14.10.25 – In Veneto si vota il 23 e il 24 novembre. Ci sarà un calo dell’affluenza elettorale? Vincerà ancora la Lega azzoppata da Salvini oppure Fratelli d’Italia? E il centro sinistra col Pd in formazione, si vedrà arrivare? Un po’ di pazienza e si saprà. Intanto, la domanda circola acida: a cosa serve andare a votare quando si conosce già nome e cognome del presidente e degli assessori che formeranno la nuova giunta, visto che tutto è già stato deciso a tavolino da una mezza dozzina di persone a capo dei singoli partiti, ormai assomiglianti sempre più a dei clan? Anche la Regione Veneto come le altre è un gigantesco centro di potere clientelare.
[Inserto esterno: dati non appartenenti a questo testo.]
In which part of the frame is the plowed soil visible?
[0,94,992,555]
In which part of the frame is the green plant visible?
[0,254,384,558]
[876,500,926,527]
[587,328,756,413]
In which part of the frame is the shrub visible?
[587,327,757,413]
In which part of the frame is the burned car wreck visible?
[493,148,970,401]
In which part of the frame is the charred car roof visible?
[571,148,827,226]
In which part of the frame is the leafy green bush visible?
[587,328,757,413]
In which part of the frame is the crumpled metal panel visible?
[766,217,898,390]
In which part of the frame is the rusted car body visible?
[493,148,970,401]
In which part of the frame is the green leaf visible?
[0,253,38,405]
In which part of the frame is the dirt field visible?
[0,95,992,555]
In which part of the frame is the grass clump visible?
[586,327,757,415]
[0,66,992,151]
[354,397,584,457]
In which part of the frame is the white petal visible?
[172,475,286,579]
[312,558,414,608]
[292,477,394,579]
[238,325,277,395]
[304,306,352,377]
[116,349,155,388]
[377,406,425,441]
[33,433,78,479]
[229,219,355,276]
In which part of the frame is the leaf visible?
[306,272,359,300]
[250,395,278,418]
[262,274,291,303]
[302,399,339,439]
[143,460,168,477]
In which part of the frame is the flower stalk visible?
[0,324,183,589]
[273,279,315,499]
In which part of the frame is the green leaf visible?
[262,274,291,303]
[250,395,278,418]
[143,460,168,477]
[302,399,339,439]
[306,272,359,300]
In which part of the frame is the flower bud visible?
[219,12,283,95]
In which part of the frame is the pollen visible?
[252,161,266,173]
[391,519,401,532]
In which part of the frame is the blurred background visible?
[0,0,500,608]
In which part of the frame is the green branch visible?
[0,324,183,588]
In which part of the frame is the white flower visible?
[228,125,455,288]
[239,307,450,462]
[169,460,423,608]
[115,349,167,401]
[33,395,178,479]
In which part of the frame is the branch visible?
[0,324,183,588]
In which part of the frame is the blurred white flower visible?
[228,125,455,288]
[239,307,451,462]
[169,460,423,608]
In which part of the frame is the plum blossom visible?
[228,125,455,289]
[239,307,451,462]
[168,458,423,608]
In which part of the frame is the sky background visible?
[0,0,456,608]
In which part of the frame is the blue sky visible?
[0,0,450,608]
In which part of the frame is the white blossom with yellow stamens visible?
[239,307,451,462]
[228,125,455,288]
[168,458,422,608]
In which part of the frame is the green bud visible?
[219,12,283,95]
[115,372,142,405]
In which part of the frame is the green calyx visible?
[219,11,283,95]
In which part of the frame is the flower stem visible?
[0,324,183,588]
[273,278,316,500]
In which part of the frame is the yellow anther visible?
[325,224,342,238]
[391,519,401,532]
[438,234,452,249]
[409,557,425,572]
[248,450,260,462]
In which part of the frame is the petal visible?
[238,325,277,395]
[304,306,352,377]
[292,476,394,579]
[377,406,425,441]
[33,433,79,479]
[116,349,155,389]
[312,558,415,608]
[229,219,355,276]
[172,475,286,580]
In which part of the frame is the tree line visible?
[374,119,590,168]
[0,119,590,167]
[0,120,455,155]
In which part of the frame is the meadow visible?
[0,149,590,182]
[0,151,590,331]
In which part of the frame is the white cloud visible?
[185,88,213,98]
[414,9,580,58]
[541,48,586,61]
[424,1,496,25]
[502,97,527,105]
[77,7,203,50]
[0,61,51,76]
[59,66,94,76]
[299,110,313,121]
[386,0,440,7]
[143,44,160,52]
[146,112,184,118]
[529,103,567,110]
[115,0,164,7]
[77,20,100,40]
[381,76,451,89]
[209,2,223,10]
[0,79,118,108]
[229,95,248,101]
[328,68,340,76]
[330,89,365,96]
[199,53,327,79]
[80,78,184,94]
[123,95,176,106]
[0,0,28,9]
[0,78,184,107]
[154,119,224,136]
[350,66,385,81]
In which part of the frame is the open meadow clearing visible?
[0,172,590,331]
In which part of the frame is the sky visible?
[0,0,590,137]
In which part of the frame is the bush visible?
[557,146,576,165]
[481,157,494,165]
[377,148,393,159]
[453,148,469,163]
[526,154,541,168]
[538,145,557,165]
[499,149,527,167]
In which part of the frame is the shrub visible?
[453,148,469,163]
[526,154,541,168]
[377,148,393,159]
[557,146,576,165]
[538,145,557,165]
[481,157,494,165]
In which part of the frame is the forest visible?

E noi veneti dobbiamo toglierci dalla testa il patetico slogan “padroni a casa nostra”. Un po’ di cautela non guasterebbe…
Nell’attesa del risultato ecco che volano i pizzini. A Luca Zaia, i suoi amici alleati, gli chiedono di togliere il nome dal simbolo della sua lista e lui risponde: “Sono un problema? Vedremo di farlo diventare reale”.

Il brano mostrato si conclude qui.